Proferido em seguida o Juramento por todos os médicos presentes, o Ministro da Saúde, Manuel Pizarro, encerrou a cerimónia, realçando como, se o percurso académico é exigente, o exercício da profissão não será menos. “Estudo e trabalho não são toda a nossa vida mas, numa profissão tao exigente como a nossa, serão sempre uma parte muito significativa da nossa vida”, nomeadamente porque exige-se um empenho total para manter a atualização em face do avanço da medicina. “Os médicos são essenciais à evolução do SNS e da medicina”. Mais uma vez, nesta tarde, foi citado William Osler, desta vez com uma mensagem sobre a essencialidade de estudar e praticar: “Ver pacientes sem ler livros é como navegar sem cartas de marear; mas ler livros sem ver pacientes é a mesma coisa que não navegar de todo”, concluiu, desejando boa viagem aos colegas recém-chegados à profissão.

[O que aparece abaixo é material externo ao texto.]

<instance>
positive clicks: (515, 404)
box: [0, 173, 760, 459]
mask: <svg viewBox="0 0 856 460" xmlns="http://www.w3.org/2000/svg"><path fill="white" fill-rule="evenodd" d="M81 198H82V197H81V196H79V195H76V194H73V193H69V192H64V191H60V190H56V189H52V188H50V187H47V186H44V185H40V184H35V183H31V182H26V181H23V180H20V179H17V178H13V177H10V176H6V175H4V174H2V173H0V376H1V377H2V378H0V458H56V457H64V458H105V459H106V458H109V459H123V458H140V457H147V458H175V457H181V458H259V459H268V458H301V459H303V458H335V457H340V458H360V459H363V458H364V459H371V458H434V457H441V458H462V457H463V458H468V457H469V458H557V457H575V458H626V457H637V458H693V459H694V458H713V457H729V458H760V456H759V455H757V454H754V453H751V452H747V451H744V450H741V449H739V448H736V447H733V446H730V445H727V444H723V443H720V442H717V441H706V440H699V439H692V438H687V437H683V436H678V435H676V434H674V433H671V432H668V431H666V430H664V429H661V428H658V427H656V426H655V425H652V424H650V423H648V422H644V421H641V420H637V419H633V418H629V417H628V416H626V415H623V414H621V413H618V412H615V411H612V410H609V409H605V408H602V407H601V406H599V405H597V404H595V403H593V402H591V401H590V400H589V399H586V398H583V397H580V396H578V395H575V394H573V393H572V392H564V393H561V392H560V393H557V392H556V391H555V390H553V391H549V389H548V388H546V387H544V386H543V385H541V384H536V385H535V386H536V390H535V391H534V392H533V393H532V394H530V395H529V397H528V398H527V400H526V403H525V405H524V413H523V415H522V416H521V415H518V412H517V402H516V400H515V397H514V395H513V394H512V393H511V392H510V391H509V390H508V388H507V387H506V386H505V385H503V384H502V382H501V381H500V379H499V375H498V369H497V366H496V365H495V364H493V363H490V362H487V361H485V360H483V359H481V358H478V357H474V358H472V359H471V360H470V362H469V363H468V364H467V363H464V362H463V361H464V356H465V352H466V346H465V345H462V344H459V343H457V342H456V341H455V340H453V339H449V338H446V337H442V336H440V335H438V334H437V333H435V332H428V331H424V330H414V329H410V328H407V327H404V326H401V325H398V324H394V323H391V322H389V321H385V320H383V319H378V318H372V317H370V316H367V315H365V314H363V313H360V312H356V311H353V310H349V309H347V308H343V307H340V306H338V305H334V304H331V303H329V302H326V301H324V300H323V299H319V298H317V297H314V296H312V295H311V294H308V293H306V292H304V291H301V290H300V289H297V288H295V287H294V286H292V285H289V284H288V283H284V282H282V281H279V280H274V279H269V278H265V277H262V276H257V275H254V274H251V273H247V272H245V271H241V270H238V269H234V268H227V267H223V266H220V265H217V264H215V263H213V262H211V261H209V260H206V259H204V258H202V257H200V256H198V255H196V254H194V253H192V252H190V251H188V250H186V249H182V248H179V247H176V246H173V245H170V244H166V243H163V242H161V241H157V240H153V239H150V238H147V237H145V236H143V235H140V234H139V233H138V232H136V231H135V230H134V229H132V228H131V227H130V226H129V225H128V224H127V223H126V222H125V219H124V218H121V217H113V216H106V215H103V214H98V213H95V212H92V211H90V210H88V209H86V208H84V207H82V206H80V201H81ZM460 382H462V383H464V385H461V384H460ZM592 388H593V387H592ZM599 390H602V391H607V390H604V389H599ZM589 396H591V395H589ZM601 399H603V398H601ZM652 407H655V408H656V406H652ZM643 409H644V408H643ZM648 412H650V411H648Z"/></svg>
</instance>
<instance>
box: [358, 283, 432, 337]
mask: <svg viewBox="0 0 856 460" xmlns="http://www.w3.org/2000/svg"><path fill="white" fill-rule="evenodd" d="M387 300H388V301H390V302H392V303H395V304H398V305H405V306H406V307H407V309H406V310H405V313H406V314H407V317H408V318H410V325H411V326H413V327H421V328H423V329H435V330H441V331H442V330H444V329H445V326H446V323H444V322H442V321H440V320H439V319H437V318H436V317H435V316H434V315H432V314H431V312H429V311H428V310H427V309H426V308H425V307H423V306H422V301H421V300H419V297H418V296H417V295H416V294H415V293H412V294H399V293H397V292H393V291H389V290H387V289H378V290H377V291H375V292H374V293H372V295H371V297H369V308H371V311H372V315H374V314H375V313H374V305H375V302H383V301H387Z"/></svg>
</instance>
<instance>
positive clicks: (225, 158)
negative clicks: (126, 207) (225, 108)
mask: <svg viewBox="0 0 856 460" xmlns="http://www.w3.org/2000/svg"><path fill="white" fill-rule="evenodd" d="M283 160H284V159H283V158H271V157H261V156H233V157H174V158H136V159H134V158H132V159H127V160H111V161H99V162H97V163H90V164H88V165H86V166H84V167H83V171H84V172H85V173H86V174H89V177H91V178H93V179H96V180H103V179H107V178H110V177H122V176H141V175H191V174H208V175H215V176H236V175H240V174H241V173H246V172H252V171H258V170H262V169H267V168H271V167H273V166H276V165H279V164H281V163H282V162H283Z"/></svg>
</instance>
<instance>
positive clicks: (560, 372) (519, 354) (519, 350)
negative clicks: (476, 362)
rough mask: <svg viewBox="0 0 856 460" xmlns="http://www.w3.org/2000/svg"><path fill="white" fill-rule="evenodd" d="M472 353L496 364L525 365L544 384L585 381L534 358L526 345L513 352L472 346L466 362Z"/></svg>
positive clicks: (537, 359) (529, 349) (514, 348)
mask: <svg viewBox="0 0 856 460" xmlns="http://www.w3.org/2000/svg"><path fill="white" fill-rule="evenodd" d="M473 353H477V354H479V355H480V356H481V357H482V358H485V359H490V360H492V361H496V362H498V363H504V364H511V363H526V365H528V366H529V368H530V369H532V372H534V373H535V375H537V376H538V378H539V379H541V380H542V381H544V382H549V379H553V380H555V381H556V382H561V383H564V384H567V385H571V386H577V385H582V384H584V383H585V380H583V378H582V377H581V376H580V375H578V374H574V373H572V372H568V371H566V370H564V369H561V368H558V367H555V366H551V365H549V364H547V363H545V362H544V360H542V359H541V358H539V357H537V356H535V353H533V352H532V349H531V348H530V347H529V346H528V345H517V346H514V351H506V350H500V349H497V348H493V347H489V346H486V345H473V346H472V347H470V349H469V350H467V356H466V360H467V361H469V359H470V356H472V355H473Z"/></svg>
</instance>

Na cerimónia estiveram presentes muitos dirigentes da Ordem dos Médicos e outras individualidades, entre as quais, Mónica Fonseca, Vice-Presidente do Conselho Regional do Sul, Mário Lino Barata Raposo Reitor da UBI, Vítor Pereira Presidente da Câmara Municipal da Covilhã e João Pedro Silva, Presidente da Sub-Região da Guarda.